EL HUMOR EN EL CÓMIC

13, RUE DEL PERCEBE

Para la crítica humorística más exigente, la máxima creación de FRANCISCO IBÁÑEZ (1936), incluso por encima de sus inmortales Mortadelo y Filemón.

Se inició en el primer número de Tío Vivo, segunda época (1961) y se ha publicado en diversas revistas de editorial Bruguera.
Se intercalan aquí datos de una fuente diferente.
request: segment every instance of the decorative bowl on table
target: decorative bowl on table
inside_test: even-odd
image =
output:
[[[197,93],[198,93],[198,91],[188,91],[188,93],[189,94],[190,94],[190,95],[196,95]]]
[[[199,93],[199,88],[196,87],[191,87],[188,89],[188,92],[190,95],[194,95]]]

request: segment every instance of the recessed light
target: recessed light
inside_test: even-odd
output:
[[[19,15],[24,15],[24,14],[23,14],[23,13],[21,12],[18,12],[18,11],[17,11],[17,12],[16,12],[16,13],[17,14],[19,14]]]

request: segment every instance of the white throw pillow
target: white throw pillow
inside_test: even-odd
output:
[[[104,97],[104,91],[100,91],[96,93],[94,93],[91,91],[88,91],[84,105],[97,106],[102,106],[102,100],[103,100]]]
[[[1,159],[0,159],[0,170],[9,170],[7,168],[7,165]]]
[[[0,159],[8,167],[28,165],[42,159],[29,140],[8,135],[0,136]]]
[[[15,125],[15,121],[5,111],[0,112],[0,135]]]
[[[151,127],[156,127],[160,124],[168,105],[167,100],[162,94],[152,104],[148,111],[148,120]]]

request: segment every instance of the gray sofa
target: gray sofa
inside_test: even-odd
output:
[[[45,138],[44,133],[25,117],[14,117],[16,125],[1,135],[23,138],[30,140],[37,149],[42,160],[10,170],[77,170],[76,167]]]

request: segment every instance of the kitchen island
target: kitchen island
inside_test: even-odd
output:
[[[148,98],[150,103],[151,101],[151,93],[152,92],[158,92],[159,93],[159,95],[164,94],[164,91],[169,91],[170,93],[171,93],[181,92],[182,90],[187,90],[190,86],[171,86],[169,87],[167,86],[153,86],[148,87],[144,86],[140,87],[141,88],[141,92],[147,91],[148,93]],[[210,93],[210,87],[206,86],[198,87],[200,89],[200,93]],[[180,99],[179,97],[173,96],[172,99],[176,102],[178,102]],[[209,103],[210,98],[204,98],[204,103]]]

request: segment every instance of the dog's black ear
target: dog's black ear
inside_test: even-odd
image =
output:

Desarrollada en una plancha única, muestra en sección y con breve perspectiva, una casa de vecindad de planta baja y tres pisos con salida a la calle y buhardilla de remate.

Está estructurada en cuatro secciones: la de la izquierda, en escorzo presenta vista parcial de la fachada, con una ventana por piso, que da lugar a diversos gags mudos; las dos centrales que corresponden a sendas habitaciones de cada piso, y la de la derecha, consagrada al ascensor, que nunca funciona.

En la calle se sitúa Don Hurón, un atrabiliario personaje, que vive en una cloaca. En la planta baja se halla la portería, con una portera irascible, y al lado una verdulería, con un tendero experto en timar a las clientas.

En el primero derecha habita doña Leonor, una señora que realquila habitaciones; y en el primero izquierda un veteriario que es una desgracia para los animales que llegan a sus manos.

En el segundo derecha tenía su residencia un sabio enloquecido que creaba toda una serie de seres fantásticos, pero que fue víctima de la Censura, con el argumento de que solo Dios podía crear vida; fue sustituido por un sastre. El segundo izquierda lo ocupa una viejecita tierna, de la Sociedad Protectora de Animales, con la casa llena de bichos, que crean los consiguientes problemas en el inmueble.

El tercero izquierda es la vivienda de Ceferino, un ladrón bastante torpe, que siempre se lleva las broncas de su esposa. En el tercero izquierda se encuentra un matrimonio con cinco niños terribles y una hija muy atractiva.

Posteriormente la chica desaparece y quedan los niños terribles, pánico del inmueble. La terraza está ocupada por Manolo, un vividor siempre perseguido por sus acreedores.

Y la buhardilla la habita un ratón, que está siempre martirizando a un gato.

Con esta estructura IBAÑEZ da rienda suelta a su increíble capacidad para el gag y aprovecha para llevar a cabo una crítica social del vecindario de un edifico de barrio popular con personajes caricaturescos y exagerados pero que no ocultan la problemática de la circunstancia española a través de épocas sucesivas.